The moment the Lakers unveil Kareem Abdul-Jabbar's statue Friday at Star Plaza outside Staples Center, everyone will see a 16-foot, 1,500-pound bronze image of the player who delighted Lakers fans and frustrated opponents.
"It's me in a classic sky-hook pose," Abdul-Jabbar said in a phone interview. "It looks good."
Other images will also be on display. The Showtime Lakers -- including Magic Johnson, James Worthy, coach Pat Riley and general manager Jerry West -- will be among the key speakers at the unveiling.
Abdul-Jabbar will reflect on a storied 20-year career with the NBA, where he remains the league's all-time leading scorer (38,387 points) and won five of his six NBA titles and three of his six league MVP awards with the Lakers.
And Abdul-Jabbar hopes no ill will emerges from his criticism of the Lakers 17 months ago for not unveiling his statue sooner.
"I didn't handle that well. I had something to talk about, but I started to vent on it," he said. "I didn't need to do that."
Has Abdul-Jabbar made amends with the Lakers?
"It seems like it's OK," he said. "Dr. Buss was ill earlier this year, and I visited him. He was happy to see me. I don't think this is going to be a lingering issue between me and him and the people who run the franchise."
If there are, they could always share those issues during Abdul-Jabbar's celebrity roast Saturday hosted by comedian George Lopez at the JW Marriott L.A. Live
"I'm ready for the most part," Abdul-Jabbar said, laughing. "It's been so long since I've played, so hopefully guys have forgotten about a whole lot of stuff."
No one will forget about Abdul-Jabbar's famed sky hook, though.
In an exercise dating to fourth grade in Harlem, N.Y., Abdul-Jabbar repeatedly worked on what he called the "George Mikan drill." For that, Abdul-Jabbar stood at the right side of the basket, attempted a hook shot off the glass and then rebounded the ball. The drill placed a premium on using both hands, perfecting his footwork and, of course, mastering his hook shot. He also marveled at other elite centers from afar, such as Bill Russell and Wilt Chamberlain.
Soon enough, Abdul-Jabbar used his distinctive skill set to help UCLA to three national championships. He won even more with the Lakers.
"It made me very confident that I could score," Abdul-Jabbar said. "I was never a bruiser. 'Shaq' (O'Neal) shed defenders like ducks shed water. Those guys were too small and not strong enough to guard him. I didn't have that advantage. But my quickness and length, I was able to use that to a greater advantage."

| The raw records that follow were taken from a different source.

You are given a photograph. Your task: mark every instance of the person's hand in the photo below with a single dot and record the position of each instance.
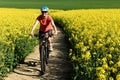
(32, 34)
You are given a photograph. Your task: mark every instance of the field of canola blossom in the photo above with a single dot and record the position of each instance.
(15, 42)
(94, 35)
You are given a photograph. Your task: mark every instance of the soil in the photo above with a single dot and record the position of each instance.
(58, 68)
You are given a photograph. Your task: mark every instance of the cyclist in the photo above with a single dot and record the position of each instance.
(46, 25)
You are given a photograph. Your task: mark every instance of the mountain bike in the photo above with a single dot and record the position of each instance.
(44, 51)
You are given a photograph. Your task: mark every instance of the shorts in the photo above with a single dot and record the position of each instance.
(50, 33)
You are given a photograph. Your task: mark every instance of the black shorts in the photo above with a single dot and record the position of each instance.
(50, 34)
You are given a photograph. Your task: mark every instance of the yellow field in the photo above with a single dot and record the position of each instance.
(94, 35)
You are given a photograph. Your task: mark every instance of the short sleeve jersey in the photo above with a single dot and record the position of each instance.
(45, 23)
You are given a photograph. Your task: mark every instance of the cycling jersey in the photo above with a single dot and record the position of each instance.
(45, 23)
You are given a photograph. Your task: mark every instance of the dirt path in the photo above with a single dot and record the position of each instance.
(58, 67)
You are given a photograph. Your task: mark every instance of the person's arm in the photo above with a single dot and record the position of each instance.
(33, 28)
(54, 27)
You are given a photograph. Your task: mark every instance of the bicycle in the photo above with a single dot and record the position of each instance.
(44, 51)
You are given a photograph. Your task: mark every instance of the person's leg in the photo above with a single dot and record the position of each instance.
(50, 44)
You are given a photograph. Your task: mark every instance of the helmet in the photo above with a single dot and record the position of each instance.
(44, 8)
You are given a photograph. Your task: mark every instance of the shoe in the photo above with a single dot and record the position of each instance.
(50, 48)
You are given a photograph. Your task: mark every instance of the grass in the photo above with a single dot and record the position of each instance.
(61, 4)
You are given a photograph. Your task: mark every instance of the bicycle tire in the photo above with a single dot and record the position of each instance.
(42, 58)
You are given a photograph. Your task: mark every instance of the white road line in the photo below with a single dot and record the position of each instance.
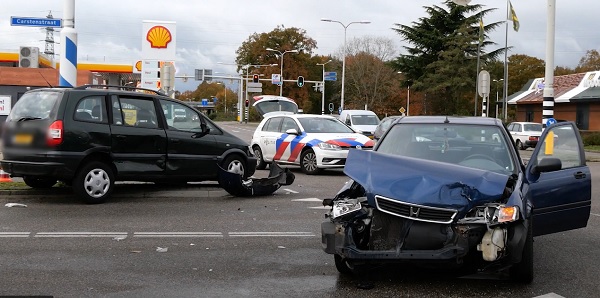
(14, 234)
(79, 234)
(178, 234)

Yet, Abdul-Jabbar maintains he didn't care about holding the scoring record, saying, "I just wanted to win." He also downplayed suspicions he wanted to top his rival Chamberlain, who remains fourth on the league scoring list (31,419).
"I didn't eclipse Wilt. I did something Wilt didn't do because I played longer and I made my free throws," Kareem said with a laugh. "I never scored 100 points in a game or averaged 55 points a game. Wilt did stuff that was phenomenal, and no one is ever going to just push him out of the picture."
Also behind Abdul-Jabbar on the scoring list: Karl Malone (36,928), Michael Jordan (32,292) and Kobe Bryant (29,695). Will anyone ever break Abdul-Jabbar's record?
"Sure, but somebody is going to have to play pretty close to 20 years and be the offensive focus and be someone the coach wants him to take a lot of shots," he said. "Who knows who is going to last that long. LeBron (James) and Kobe can certainly score and might do it. But most people tell me they're making too much money and won't want to play that long."
Abdul-Jabbar has other concerns beyond his playing legacy.
This past year, he has served as a cultural ambassador for the U.S. Department of State, traveling to Brazil to speak about education issues.
For the past month, Abdul-Jabbar has worked as California's After School STEM ambassador, a gig that involves him speaking about the importance of science and math in education. With that role, Abdul-Jabbar will go on a nationwide city tour next year where he will unveil more than 300 pieces of memorabilia that reflect his career. Proceeds from tickets to such events will benefit his foundation and the STEM (science, technology, engineering and mathematics) program.
But first things first.
Abdul-Jabbar will soon see his likeness on full display. It's a moment he waited for a while, and one he's eventually learned to appreciate.
"I'm very thankful and really appreciative," he said. It will be a nice thing to share with the fans and have some fun moments with it."